When coming up with content for your presentations, try brainstorming ideas around polar opposites such as these:

  • The past and present vs. the future
  • Need vs. fulfillment
  • Speed vs. endurance
  • Ambition vs. humility
  • Stagnation vs. growth
  • Roadblocks vs. clear passage
  • Sacrifice vs. reward
  • Budget vs. quality

Suppose you manage an airline’s maintenance division, and you’re asking for money to invest in analytics.

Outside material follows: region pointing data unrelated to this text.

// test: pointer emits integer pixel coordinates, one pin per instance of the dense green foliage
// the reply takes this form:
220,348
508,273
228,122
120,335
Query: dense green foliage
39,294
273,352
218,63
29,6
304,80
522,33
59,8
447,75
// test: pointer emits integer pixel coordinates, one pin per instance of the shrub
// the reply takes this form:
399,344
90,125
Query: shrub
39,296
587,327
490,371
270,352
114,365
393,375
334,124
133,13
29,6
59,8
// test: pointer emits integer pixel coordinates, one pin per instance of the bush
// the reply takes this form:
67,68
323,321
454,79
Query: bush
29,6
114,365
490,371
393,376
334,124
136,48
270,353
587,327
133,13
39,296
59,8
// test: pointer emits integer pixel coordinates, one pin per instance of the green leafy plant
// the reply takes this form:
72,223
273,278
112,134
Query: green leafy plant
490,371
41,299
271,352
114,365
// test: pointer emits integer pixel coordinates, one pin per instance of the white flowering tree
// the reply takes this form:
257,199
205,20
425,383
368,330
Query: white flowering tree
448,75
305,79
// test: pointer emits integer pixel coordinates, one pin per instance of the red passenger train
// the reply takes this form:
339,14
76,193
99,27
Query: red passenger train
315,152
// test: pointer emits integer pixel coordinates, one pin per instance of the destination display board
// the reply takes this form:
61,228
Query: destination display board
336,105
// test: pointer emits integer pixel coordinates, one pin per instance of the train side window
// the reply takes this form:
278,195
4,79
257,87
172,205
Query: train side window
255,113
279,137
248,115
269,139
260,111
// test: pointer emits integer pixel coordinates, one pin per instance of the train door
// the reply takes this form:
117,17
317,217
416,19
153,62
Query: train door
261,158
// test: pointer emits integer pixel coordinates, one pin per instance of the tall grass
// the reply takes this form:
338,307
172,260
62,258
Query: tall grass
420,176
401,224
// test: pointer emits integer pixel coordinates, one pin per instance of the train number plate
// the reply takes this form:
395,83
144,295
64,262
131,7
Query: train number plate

Here’s a pair of opposites you might explore as you figure out how to make your case:

You can share customer complaints by saying, “We’re getting low ratings on customer surveys because of flight delays and missed connections due to simple maintenance issues.” and then contrast that with a picture of what customer satisfaction could look like, saying, “What if we could better schedule our planes’ maintenance by digging into our repair data?”

After that, dive deeper into the source of customer complaints by stating, “We currently follow the manufacturer’s recommended maintenance schedule—and it’s not sufficient. Planes get held up at the gate while mechanics do routine repairs.” and then demonstrate how analytics would help improve customer satisfaction by saying, “By tracking and studying how often we actually perform certain kinds of repairs, we can create a schedule that’s more realistic. We’ll be able to prevent problems instead of fixing them when they pop up.”